De meest voorkomende plagen op struiken zijn bladluizen, wittevlieg, spintmijten of blauwe moeraszaagbladwespen. Fitoverm, Metaphos en Actellik helpen deze insecten te elimineren.
Reproductiemethoden
Spiraea kan worden vermeerderd door zaden, gelaagdheid of stekken. De eerste optie is de meest arbeidsintensieve en levert minder waarschijnlijk resultaten op. Om de plant te vermeerderen, moet je de zaden zaaien in containers gevuld met een mengsel van bladaarde en turf. Hierna moet de grond worden behandeld met Fitosporin of een oplossing van kaliumpermanganaat. 60-90 dagen nadat de eerste scheuten verschijnen, wordt de plant naar de locatie getransplanteerd.
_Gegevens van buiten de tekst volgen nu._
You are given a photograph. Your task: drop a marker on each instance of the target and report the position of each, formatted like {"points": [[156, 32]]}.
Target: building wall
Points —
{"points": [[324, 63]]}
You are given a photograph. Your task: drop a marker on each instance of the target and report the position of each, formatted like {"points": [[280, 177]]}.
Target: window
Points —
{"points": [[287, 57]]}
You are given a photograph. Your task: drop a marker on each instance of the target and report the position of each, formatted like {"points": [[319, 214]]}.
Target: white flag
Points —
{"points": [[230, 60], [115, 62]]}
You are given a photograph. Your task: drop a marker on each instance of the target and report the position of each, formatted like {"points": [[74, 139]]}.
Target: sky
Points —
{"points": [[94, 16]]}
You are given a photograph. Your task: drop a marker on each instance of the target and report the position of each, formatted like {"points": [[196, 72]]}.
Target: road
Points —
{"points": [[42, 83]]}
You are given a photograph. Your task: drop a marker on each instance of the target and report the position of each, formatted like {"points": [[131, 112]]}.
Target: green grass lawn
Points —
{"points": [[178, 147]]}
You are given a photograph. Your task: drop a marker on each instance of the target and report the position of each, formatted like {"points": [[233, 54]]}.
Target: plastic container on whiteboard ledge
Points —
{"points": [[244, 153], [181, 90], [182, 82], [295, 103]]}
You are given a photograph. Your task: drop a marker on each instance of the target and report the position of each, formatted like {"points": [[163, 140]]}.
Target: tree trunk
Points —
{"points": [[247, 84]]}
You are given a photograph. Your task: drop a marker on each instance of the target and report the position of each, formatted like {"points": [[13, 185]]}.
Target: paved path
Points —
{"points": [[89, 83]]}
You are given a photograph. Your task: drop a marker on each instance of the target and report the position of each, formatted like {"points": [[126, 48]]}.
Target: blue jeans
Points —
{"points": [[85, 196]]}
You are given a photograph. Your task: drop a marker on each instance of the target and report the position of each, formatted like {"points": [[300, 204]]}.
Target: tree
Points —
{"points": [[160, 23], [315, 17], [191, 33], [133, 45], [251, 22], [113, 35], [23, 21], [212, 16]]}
Voortplanting door gelaagdheid wordt in het voorjaar uitgevoerd. Op dit moment moet je een van de onderste takken op de grond drukken, verwijderen en het uiteinde met aarde bedekken. In de herfst moet de scheut bedekt zijn met bladeren. Volgend voorjaar, wanneer de tak wortel heeft geschoten, kunt u beginnen met het herplanten van de struik naar een nieuwe locatie.
Het verdelen van de struik is de meest effectieve voortplantingsmethode. Om een nieuwe plant te krijgen, moet je hem in de zomer of herfst (afhankelijk van de variëteit) afknippen en de stek in een mengsel van zand en turf plaatsen. Volgend voorjaar wordt een nieuwe struik op de site geplant.
De nuances van de teelt in Siberië, de Oeral en de regio Moskou
In de regio Moskou en het zuidelijke deel van de Oeral kunnen de meeste soorten spirea worden gekweekt. In de noordelijke regio's van het land wordt het aanbevolen om dwergstruiken te planten, en niet te vergeten om beschutting te creëren.
Toepassing in landschapsontwerp
Vanwege de verscheidenheid aan variëteiten wordt spirea vaak gekozen voor landschapsontwerp. De struik wordt zowel als enkele plant als in de buurt van andere gewassen geplant. Dwerg variëteiten van spirea geplant langs paden of op alpiene heuvels. Hoge struiken worden gebruikt om heggen te creëren.